Desde el escocés Walter Scott con El pirata (1821), pasando por El Rover Rojo (1827) del estadounidense James Fenimore Cooper, La isla del tesoro (1883) del británico Robert Louis Stevenson, hasta los ciclos novelescos del italiano Emilio Salgari con Los piratas de la Malasia (1896), El Corsario Negro (1898) y Sandokán (1900), la figura del pirata ha mantenido una presencia destacada y persistente en la literatura occidental, ya sea como bandido trágico, héroe exótico o símbolo de ambigüedad moral y resistencia. Esta herencia europea ha legado una visión romántica y contradictoria del pirata: libre pero violento, marginal pero heroico, navegante del peligro y la imaginación acuática, náufraga e isleña.

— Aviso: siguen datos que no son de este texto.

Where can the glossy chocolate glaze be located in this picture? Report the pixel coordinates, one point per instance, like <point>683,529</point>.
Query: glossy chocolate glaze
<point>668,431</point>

A esa misma tradición, en clave paródica, se refiere el escritor irlandés James Joyce en el episodio “Eumeo”, capítulo dieciséis de Ulises (1922), cuando introduce al marinero W. B. Murphy, un narrador jactancioso y embustero que testimonia haber sido perseguido por piratas y visto caníbales en el Perú comiéndose el hígado crudo de un caballo. Su historial fabulador abarca múltiples mares –el Mar Rojo, el Mar Negro, los Dardanelos, China, América del Sur– y reproduce todos los tópicos del aventurero colonial. En su delirante relato –desmentido por una simple tarjeta postal–, Murphy funciona como una crítica irónica al discurso imperial y a la figura del explorador blanco, desmontando con humor corrosivo la mitología heroica de las grandes gestas marítimas y sus supuestos descubrimientos en tierras “salvajes”.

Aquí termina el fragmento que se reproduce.